Friday, May 6, 2011

What is Out There Waiting



originally published in Border Crossings issue 116

What is Out There Waiting: 6th Berlin Biennale
Curated by Kathrin Rhomberg

Not quite a statement, nor explicitly a question, the theme chosen to frame the 6th Berlin Biennale is at once ominous and open-ended, conjuring visions of the underrepresented, the oppressed, or the ignored lurking in the distance, waiting to be uncovered. Despite the temporal and spatial dislocations the exhibition’s title implies, curator Kathrin Rhomberg claims that young artists are thinking less and less about the future, choosing instead to reinvestigate 20th century concerns. Her biennale seeks to addresses this “new historicism” by presenting works that direct their gaze away from the formal and self-referential concerns of contemporary art and “outward, at reality.” As Rhomberg told Artforum’s Anthony Byt, “it became urgent again for me to ask: Is there a relationship between art and the present moment, and if so, what does it look like?”

A challenging question, to say the least, and one that cannot easily be answered, even within the parameters of a mega-show like a biennale, the very structure of which is poised to respond to contemporary issues. According to Rhomberg, what defines our current moment, or at least the things she would like to direct our attention toward, are art practices that engage with social, economic, and political “realities.” Wisely framing reality in the plural, Rhomberg is also concerned with the attendant gaps or cracks in reality, the distance between how things seem and how they are. Implicit in this question is how the invisible becomes visible, and how anything, whether an individual, collectivity, idea, or act constitutes its own visibility. Indeed, the production of reality is one of the strongest themes to come out of Rhomberg’s thoughtful, though at times maddening biennale.

In her attempt to take on such a slippery idea, Rhomberg strikes a modest tone, limiting the exhibition to forty-five artists and moving the bulk of the biennale’s six exhibition venues away from the bustle and noveau-glitz of Berlin’s Mitte to Kreuzberg. An air of seriousness pervades What is Out There Waiting, which eschews the spectacular site-specific works often commissioned for biennales in favor of more subdued, if not ramshackle installations and a curatorial tempo that tries to be deliberate, but instead often comes off as stilted and heavy handed. The work itself is predictably austere. After dutifully marching through the exhibitions six venues, some hidden on side streets and in unlikely locations, viewers may find themselves wondering, “is this what reality looks like?” The exhibition halls at Kunst-Werke, the biennale’s flagship institution feel practically empty, while visitors to the exhibition’s largest venue, a crumbling former department store on Kreuzberg’s Oranienplatz, are subjected to documentary video after documentary with little space to absorb the information contained therein.
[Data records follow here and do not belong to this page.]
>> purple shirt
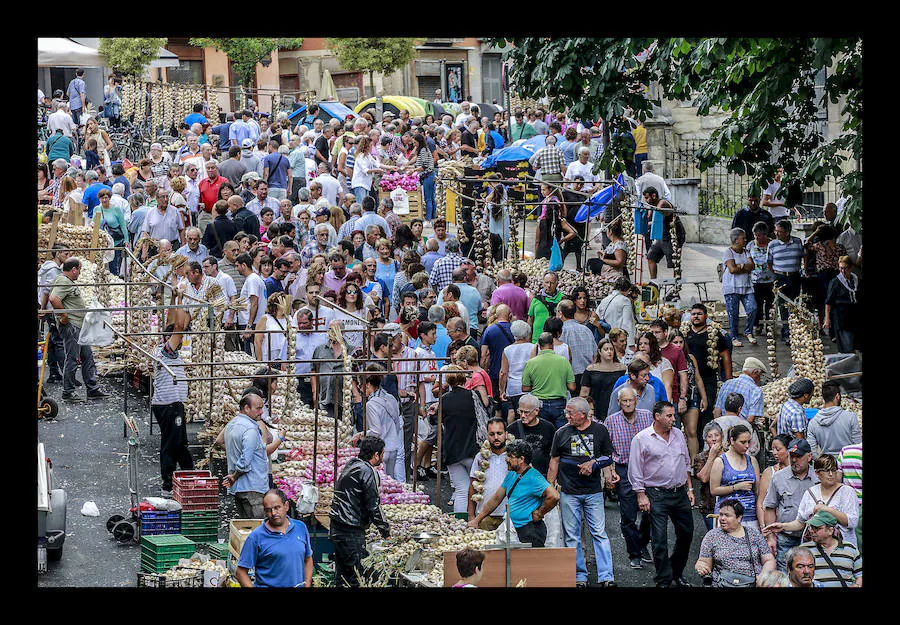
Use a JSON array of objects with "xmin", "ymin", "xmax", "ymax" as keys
[
  {"xmin": 604, "ymin": 409, "xmax": 654, "ymax": 465},
  {"xmin": 323, "ymin": 269, "xmax": 348, "ymax": 294},
  {"xmin": 490, "ymin": 283, "xmax": 531, "ymax": 321},
  {"xmin": 627, "ymin": 424, "xmax": 691, "ymax": 491}
]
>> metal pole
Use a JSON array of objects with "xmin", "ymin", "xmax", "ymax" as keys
[
  {"xmin": 312, "ymin": 398, "xmax": 319, "ymax": 485},
  {"xmin": 435, "ymin": 387, "xmax": 443, "ymax": 512}
]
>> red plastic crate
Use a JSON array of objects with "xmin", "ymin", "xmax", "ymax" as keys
[{"xmin": 173, "ymin": 470, "xmax": 219, "ymax": 511}]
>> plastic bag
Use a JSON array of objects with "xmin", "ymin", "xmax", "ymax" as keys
[
  {"xmin": 81, "ymin": 500, "xmax": 100, "ymax": 516},
  {"xmin": 548, "ymin": 238, "xmax": 563, "ymax": 272},
  {"xmin": 543, "ymin": 506, "xmax": 564, "ymax": 548},
  {"xmin": 144, "ymin": 497, "xmax": 182, "ymax": 511},
  {"xmin": 494, "ymin": 515, "xmax": 522, "ymax": 546},
  {"xmin": 295, "ymin": 482, "xmax": 319, "ymax": 515},
  {"xmin": 77, "ymin": 297, "xmax": 114, "ymax": 346}
]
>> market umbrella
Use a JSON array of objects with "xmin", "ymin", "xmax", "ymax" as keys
[{"xmin": 319, "ymin": 69, "xmax": 337, "ymax": 101}]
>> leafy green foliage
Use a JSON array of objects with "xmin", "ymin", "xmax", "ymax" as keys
[
  {"xmin": 189, "ymin": 38, "xmax": 304, "ymax": 88},
  {"xmin": 491, "ymin": 38, "xmax": 862, "ymax": 230},
  {"xmin": 326, "ymin": 38, "xmax": 420, "ymax": 95},
  {"xmin": 98, "ymin": 38, "xmax": 168, "ymax": 77}
]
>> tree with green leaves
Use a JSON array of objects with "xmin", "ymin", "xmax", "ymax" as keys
[
  {"xmin": 493, "ymin": 38, "xmax": 862, "ymax": 230},
  {"xmin": 326, "ymin": 38, "xmax": 419, "ymax": 99},
  {"xmin": 98, "ymin": 38, "xmax": 168, "ymax": 77},
  {"xmin": 189, "ymin": 38, "xmax": 304, "ymax": 105}
]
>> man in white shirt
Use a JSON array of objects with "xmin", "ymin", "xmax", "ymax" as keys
[
  {"xmin": 762, "ymin": 165, "xmax": 801, "ymax": 220},
  {"xmin": 47, "ymin": 102, "xmax": 78, "ymax": 138},
  {"xmin": 202, "ymin": 256, "xmax": 237, "ymax": 327},
  {"xmin": 634, "ymin": 161, "xmax": 671, "ymax": 201},
  {"xmin": 467, "ymin": 419, "xmax": 509, "ymax": 530},
  {"xmin": 313, "ymin": 162, "xmax": 342, "ymax": 207},
  {"xmin": 565, "ymin": 147, "xmax": 601, "ymax": 192},
  {"xmin": 596, "ymin": 276, "xmax": 637, "ymax": 352},
  {"xmin": 455, "ymin": 102, "xmax": 473, "ymax": 129},
  {"xmin": 236, "ymin": 252, "xmax": 267, "ymax": 355}
]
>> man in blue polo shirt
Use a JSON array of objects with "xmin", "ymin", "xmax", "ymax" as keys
[
  {"xmin": 236, "ymin": 488, "xmax": 314, "ymax": 588},
  {"xmin": 767, "ymin": 219, "xmax": 804, "ymax": 344},
  {"xmin": 184, "ymin": 103, "xmax": 208, "ymax": 128},
  {"xmin": 81, "ymin": 170, "xmax": 107, "ymax": 218}
]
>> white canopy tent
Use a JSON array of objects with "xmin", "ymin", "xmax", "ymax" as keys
[
  {"xmin": 38, "ymin": 38, "xmax": 105, "ymax": 68},
  {"xmin": 37, "ymin": 38, "xmax": 178, "ymax": 69}
]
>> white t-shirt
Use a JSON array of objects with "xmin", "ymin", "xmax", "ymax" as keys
[
  {"xmin": 470, "ymin": 451, "xmax": 508, "ymax": 516},
  {"xmin": 212, "ymin": 271, "xmax": 237, "ymax": 322},
  {"xmin": 313, "ymin": 174, "xmax": 341, "ymax": 206},
  {"xmin": 796, "ymin": 484, "xmax": 859, "ymax": 548},
  {"xmin": 239, "ymin": 272, "xmax": 267, "ymax": 326},
  {"xmin": 415, "ymin": 345, "xmax": 438, "ymax": 404},
  {"xmin": 350, "ymin": 153, "xmax": 380, "ymax": 191},
  {"xmin": 565, "ymin": 160, "xmax": 600, "ymax": 188},
  {"xmin": 763, "ymin": 181, "xmax": 789, "ymax": 218},
  {"xmin": 649, "ymin": 356, "xmax": 674, "ymax": 385}
]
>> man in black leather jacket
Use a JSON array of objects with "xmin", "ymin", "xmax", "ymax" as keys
[{"xmin": 329, "ymin": 436, "xmax": 391, "ymax": 587}]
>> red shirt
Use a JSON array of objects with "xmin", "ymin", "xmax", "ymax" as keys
[
  {"xmin": 660, "ymin": 342, "xmax": 688, "ymax": 404},
  {"xmin": 198, "ymin": 175, "xmax": 224, "ymax": 213}
]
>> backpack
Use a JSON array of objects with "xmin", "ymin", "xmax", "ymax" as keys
[{"xmin": 535, "ymin": 294, "xmax": 560, "ymax": 318}]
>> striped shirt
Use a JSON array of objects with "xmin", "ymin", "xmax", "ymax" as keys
[
  {"xmin": 800, "ymin": 539, "xmax": 862, "ymax": 587},
  {"xmin": 777, "ymin": 398, "xmax": 807, "ymax": 436},
  {"xmin": 393, "ymin": 345, "xmax": 419, "ymax": 401},
  {"xmin": 152, "ymin": 342, "xmax": 189, "ymax": 405},
  {"xmin": 714, "ymin": 374, "xmax": 764, "ymax": 420},
  {"xmin": 605, "ymin": 409, "xmax": 654, "ymax": 464},
  {"xmin": 838, "ymin": 444, "xmax": 863, "ymax": 503},
  {"xmin": 767, "ymin": 236, "xmax": 803, "ymax": 273}
]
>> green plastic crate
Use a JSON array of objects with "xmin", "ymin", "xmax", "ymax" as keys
[
  {"xmin": 141, "ymin": 534, "xmax": 196, "ymax": 563},
  {"xmin": 200, "ymin": 541, "xmax": 230, "ymax": 560},
  {"xmin": 182, "ymin": 532, "xmax": 218, "ymax": 543},
  {"xmin": 141, "ymin": 554, "xmax": 192, "ymax": 574},
  {"xmin": 181, "ymin": 510, "xmax": 218, "ymax": 522}
]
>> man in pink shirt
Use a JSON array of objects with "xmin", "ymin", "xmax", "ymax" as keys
[
  {"xmin": 323, "ymin": 251, "xmax": 348, "ymax": 294},
  {"xmin": 628, "ymin": 400, "xmax": 695, "ymax": 588},
  {"xmin": 650, "ymin": 320, "xmax": 689, "ymax": 419},
  {"xmin": 490, "ymin": 268, "xmax": 530, "ymax": 321}
]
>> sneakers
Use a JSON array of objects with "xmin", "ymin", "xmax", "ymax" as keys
[
  {"xmin": 61, "ymin": 391, "xmax": 82, "ymax": 401},
  {"xmin": 641, "ymin": 548, "xmax": 653, "ymax": 563},
  {"xmin": 87, "ymin": 388, "xmax": 110, "ymax": 399},
  {"xmin": 672, "ymin": 577, "xmax": 692, "ymax": 588},
  {"xmin": 425, "ymin": 467, "xmax": 439, "ymax": 479},
  {"xmin": 629, "ymin": 558, "xmax": 643, "ymax": 569},
  {"xmin": 416, "ymin": 467, "xmax": 429, "ymax": 481},
  {"xmin": 47, "ymin": 373, "xmax": 63, "ymax": 383},
  {"xmin": 597, "ymin": 580, "xmax": 617, "ymax": 587},
  {"xmin": 575, "ymin": 581, "xmax": 588, "ymax": 588}
]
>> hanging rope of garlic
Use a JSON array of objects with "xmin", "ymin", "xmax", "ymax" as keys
[
  {"xmin": 766, "ymin": 304, "xmax": 779, "ymax": 378},
  {"xmin": 470, "ymin": 434, "xmax": 517, "ymax": 503},
  {"xmin": 506, "ymin": 197, "xmax": 519, "ymax": 269},
  {"xmin": 621, "ymin": 194, "xmax": 636, "ymax": 280},
  {"xmin": 669, "ymin": 215, "xmax": 682, "ymax": 300},
  {"xmin": 150, "ymin": 83, "xmax": 162, "ymax": 134}
]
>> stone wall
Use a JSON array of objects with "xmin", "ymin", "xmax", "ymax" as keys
[{"xmin": 698, "ymin": 215, "xmax": 732, "ymax": 246}]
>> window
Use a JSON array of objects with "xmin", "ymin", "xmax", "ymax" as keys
[
  {"xmin": 168, "ymin": 60, "xmax": 203, "ymax": 85},
  {"xmin": 482, "ymin": 54, "xmax": 502, "ymax": 105}
]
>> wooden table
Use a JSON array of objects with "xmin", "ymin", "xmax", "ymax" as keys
[{"xmin": 442, "ymin": 547, "xmax": 576, "ymax": 587}]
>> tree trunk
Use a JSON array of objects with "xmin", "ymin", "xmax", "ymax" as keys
[{"xmin": 370, "ymin": 71, "xmax": 375, "ymax": 99}]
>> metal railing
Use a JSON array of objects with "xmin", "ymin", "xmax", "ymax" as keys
[{"xmin": 667, "ymin": 139, "xmax": 843, "ymax": 220}]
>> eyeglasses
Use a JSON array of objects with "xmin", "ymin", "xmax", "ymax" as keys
[{"xmin": 815, "ymin": 468, "xmax": 838, "ymax": 475}]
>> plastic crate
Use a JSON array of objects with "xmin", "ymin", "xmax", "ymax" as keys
[
  {"xmin": 183, "ymin": 532, "xmax": 218, "ymax": 544},
  {"xmin": 141, "ymin": 555, "xmax": 194, "ymax": 574},
  {"xmin": 198, "ymin": 541, "xmax": 230, "ymax": 561},
  {"xmin": 141, "ymin": 534, "xmax": 196, "ymax": 557},
  {"xmin": 137, "ymin": 566, "xmax": 204, "ymax": 588},
  {"xmin": 140, "ymin": 510, "xmax": 182, "ymax": 535},
  {"xmin": 173, "ymin": 470, "xmax": 220, "ymax": 510}
]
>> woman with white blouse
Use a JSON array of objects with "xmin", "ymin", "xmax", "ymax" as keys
[{"xmin": 722, "ymin": 227, "xmax": 758, "ymax": 347}]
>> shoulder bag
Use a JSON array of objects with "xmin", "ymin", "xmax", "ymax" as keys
[
  {"xmin": 815, "ymin": 543, "xmax": 850, "ymax": 588},
  {"xmin": 717, "ymin": 529, "xmax": 759, "ymax": 588}
]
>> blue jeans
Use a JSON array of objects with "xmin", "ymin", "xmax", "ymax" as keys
[
  {"xmin": 538, "ymin": 397, "xmax": 567, "ymax": 429},
  {"xmin": 422, "ymin": 171, "xmax": 436, "ymax": 221},
  {"xmin": 560, "ymin": 491, "xmax": 614, "ymax": 582},
  {"xmin": 352, "ymin": 186, "xmax": 368, "ymax": 205},
  {"xmin": 776, "ymin": 534, "xmax": 801, "ymax": 573},
  {"xmin": 724, "ymin": 292, "xmax": 757, "ymax": 339}
]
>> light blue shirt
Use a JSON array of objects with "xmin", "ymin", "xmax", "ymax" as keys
[
  {"xmin": 500, "ymin": 467, "xmax": 551, "ymax": 528},
  {"xmin": 421, "ymin": 251, "xmax": 443, "ymax": 274},
  {"xmin": 437, "ymin": 282, "xmax": 481, "ymax": 331},
  {"xmin": 176, "ymin": 243, "xmax": 210, "ymax": 265},
  {"xmin": 224, "ymin": 413, "xmax": 269, "ymax": 495},
  {"xmin": 355, "ymin": 212, "xmax": 392, "ymax": 238},
  {"xmin": 230, "ymin": 120, "xmax": 258, "ymax": 148}
]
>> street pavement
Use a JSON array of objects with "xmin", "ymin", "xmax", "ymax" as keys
[{"xmin": 37, "ymin": 218, "xmax": 837, "ymax": 587}]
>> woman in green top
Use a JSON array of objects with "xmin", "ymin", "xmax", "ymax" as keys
[{"xmin": 97, "ymin": 187, "xmax": 129, "ymax": 275}]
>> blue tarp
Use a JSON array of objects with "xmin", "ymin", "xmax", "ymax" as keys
[
  {"xmin": 480, "ymin": 134, "xmax": 551, "ymax": 168},
  {"xmin": 573, "ymin": 174, "xmax": 625, "ymax": 223},
  {"xmin": 318, "ymin": 101, "xmax": 358, "ymax": 121},
  {"xmin": 287, "ymin": 101, "xmax": 358, "ymax": 122}
]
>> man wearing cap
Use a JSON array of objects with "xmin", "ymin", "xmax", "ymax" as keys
[
  {"xmin": 799, "ymin": 510, "xmax": 862, "ymax": 587},
  {"xmin": 777, "ymin": 378, "xmax": 813, "ymax": 439},
  {"xmin": 312, "ymin": 204, "xmax": 339, "ymax": 247},
  {"xmin": 240, "ymin": 137, "xmax": 264, "ymax": 177},
  {"xmin": 714, "ymin": 357, "xmax": 766, "ymax": 428},
  {"xmin": 240, "ymin": 171, "xmax": 261, "ymax": 205},
  {"xmin": 762, "ymin": 438, "xmax": 818, "ymax": 572}
]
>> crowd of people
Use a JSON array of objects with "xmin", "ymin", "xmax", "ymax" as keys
[{"xmin": 38, "ymin": 90, "xmax": 862, "ymax": 589}]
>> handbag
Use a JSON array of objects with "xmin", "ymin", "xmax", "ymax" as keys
[
  {"xmin": 472, "ymin": 387, "xmax": 490, "ymax": 445},
  {"xmin": 717, "ymin": 529, "xmax": 759, "ymax": 588}
]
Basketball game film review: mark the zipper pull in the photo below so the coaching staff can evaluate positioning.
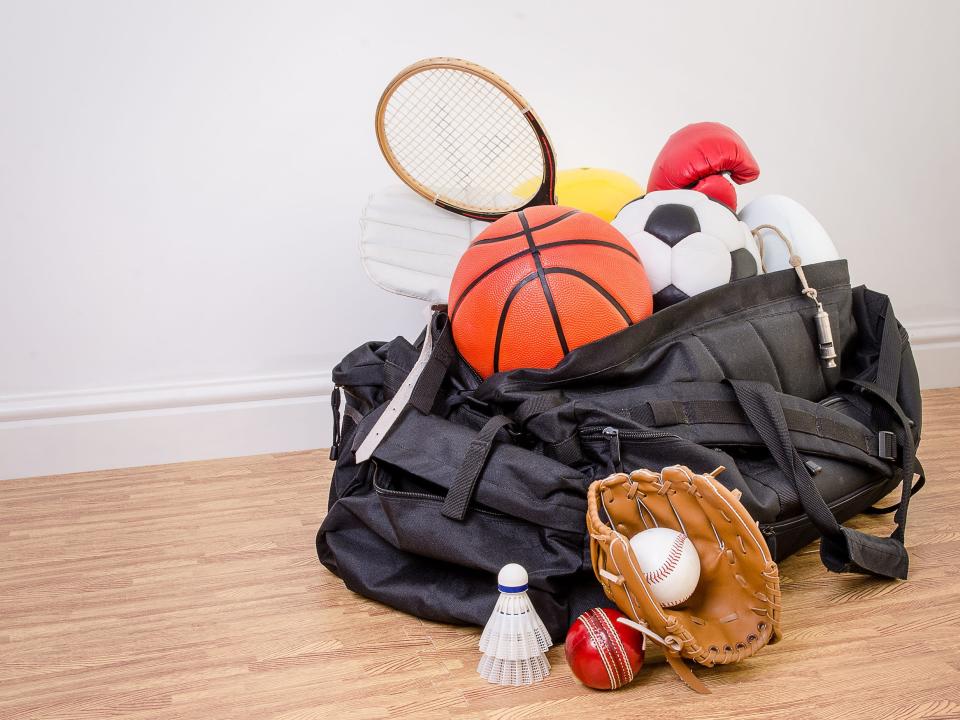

An unfortunate by-product of this approach is that the works seem to seldom speak to each other. Indeed, the strongest relationships that emerge between works are often the most literal, like Renzo Marten’s Episode Three and Mark Boulos’ All That is Solid Melts into Air, though thankfully this does not diminish the seriousness or impact of either. Boulos’ two channel video juxtaposes the frenetic trading floor of the Chicago futures market with the artist’s interviews with resistance fighters in the Nigerian River Delta, where the local ecosystem has been decimated in the interest of foreign oil companies. Between outlining how “no bullet, no knife, no dagger can cut him” and telling the artist never to come to see him again, an elderly Nigerian man sternly commands Boulos, “make them remember us,” a not so subtle reminder of both the complexity and responsibility inherent in image making. This thread continues in Episode Three, Renzo Marten’s controversial 90 minute video which suggests that poverty, like any other resource, it is something that is bought, sold, traded, and exploited. Under the guise of a self-obsessed gonzo artist cum journalist, Marten’s stages a number of community meetings and trains local wedding photographers to document their own misery for profit. The Congolese may be poor, Martens reminds them, but they at least have their poverty itself, which they are giving away for free. To this end, Marten’s introduces a blinking neon sign reading "ENJOY POVERTY" half way through the film as both a directive to the Congolese, as well as a not-so-subtle indictment of Western consumption of "third world" poverty.

While political engagement is one of the leitmotifs of the exhibition, also expressed in the protest videos of Minerva Cuevas (Mexico) and Bernard Bazile (France), politics and history are at their richest and most expressive in works that are less explicit. After navigating the prescribed entrance to the exhibition through Kunst-Werke’s basement, visitors are greeted by a few live hens and a large wooden structure created by the biennale’s youngest artist, the twenty-four year old Kosovo born Petrit Halilaj. Entitled The places I’m looking for, my dear, are utopian places, they are boring and I don’t know how to make them real, the work is created from reconstructed beams from his parents’ home. A minimal and poetic construction, the work is an evocative blend of the personal and political, and one of the exhibition’s few doses of charm and humor.